There is a thread on ‘Al Qaeda in Beslan?’ for instance, and another on the horror itself which kicked up an interesting comment by Dsquared:

I think that ‘Islamism’ is a politically convenient but fictional construct drawn up by people who want to drag their own pet Middle Eastern issue into the fight against Al-Quaeda.

Ah. Fictional construct. Really. Do the people in, say, Algeria, Egypt, Iran, Iraq, Pakistan, Turkey, etc etc, who are damn well terrified of Islamists, think ‘Islamism’ is a fictional construct? I don’t think so. Didn’t Islamists in fact kill one or two people in Algeria? Don’t Islamists want to impose Sharia everywhere they can? Is that a fictional construct? It doesn’t seem particularly fictional to me. Once again I have to wonder why some people think it’s in any way progressive or respectful to side with an intensely reactionary, regressive, coercive, anti-egalitarian movment, against its progressive, secular, egalitarian, rights-defending opponents.

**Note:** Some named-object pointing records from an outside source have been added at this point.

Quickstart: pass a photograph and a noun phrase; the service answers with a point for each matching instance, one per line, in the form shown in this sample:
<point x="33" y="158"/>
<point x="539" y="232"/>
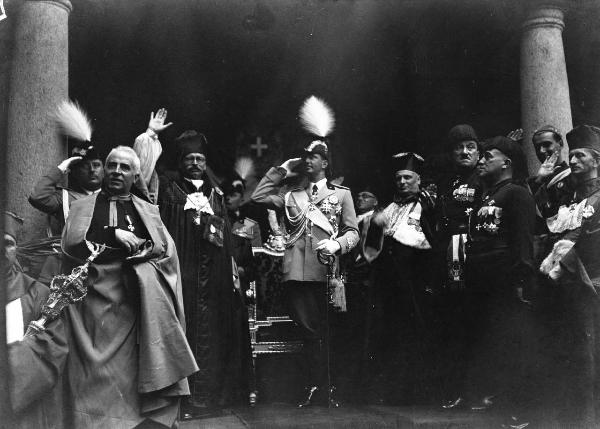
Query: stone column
<point x="544" y="84"/>
<point x="39" y="81"/>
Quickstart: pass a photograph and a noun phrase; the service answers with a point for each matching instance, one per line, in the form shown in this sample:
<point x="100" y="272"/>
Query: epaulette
<point x="333" y="186"/>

So then Chris posted on Yusuf al-Qaradawi – and the fur started to fly.

Harry of Harry’s Place says what I would have said if he hadn’t (except I probably wouldn’t have said it as well):

If Juan Cole says it then it must be ok to criticise al-Qaradawi now? It appears that for Chris everyone else who pointed out al -Qaradawi’s reactionary views on a whole range of issues at the time of the British visit had some other agenda which nullified the value of the information they put forward.

Just so. Then Dsquared answered:

To put it bluntly (without presuming to speak for Chris) yes. Juan Cole has a very good record as a straight-shooter in these matters. At the time of Qaradawi visit to London, it seemed quite likely that he was a loon, which is why you’ll find no ringing endorsement of him on CT, but the claque screaming for him to be denounced from the rooftops seemed so bloody appalling (and was so chock full of people who had axes to grind and seemed unconcerned about distorting the truth while grinding them) that I for one was reluctant to join it. It strikes me that this is an entirely sensible approach to subjects where one doesn’t have much knowledge; to trust the judgement of those who have proved trustworthy in the past, and ignore those who haven’t, however loud they scream.

Then Harry answered that:

Well that is simply pathetic Dan. I have read multiple sources on al-Qaradawi, including the original source material of his fatwas (easily avaliable in English on his own Islamonline website). It was not at all difficult to make ones mind up about what kind of views he held. But you have to wait for an endorsment from some American academic before you can make a judgement. Pathetic but not at all surprising.

And so on – but you can read it yourself, obviously. It’s just that I’m naturally interested, because this difference of opinion is very like the one we had over Marc Mulholland’s post a few weeks ago, here, here, here, here, here, and here. People do disagree about this. Strongly. I wish people who hesitate to criticize the likes of al-Qaradawi were more aware of groups like the ones I linked to in connection with the demo today, and the one that issued that Manifesto. I wish they would side with groups like that – groups that are for equality for women and secularism, and against homophobia and anti-Semitism – rather than with groups like Fans of al-Qaradawi. I wish they would wake up and realize what it is they’re supporting, in short.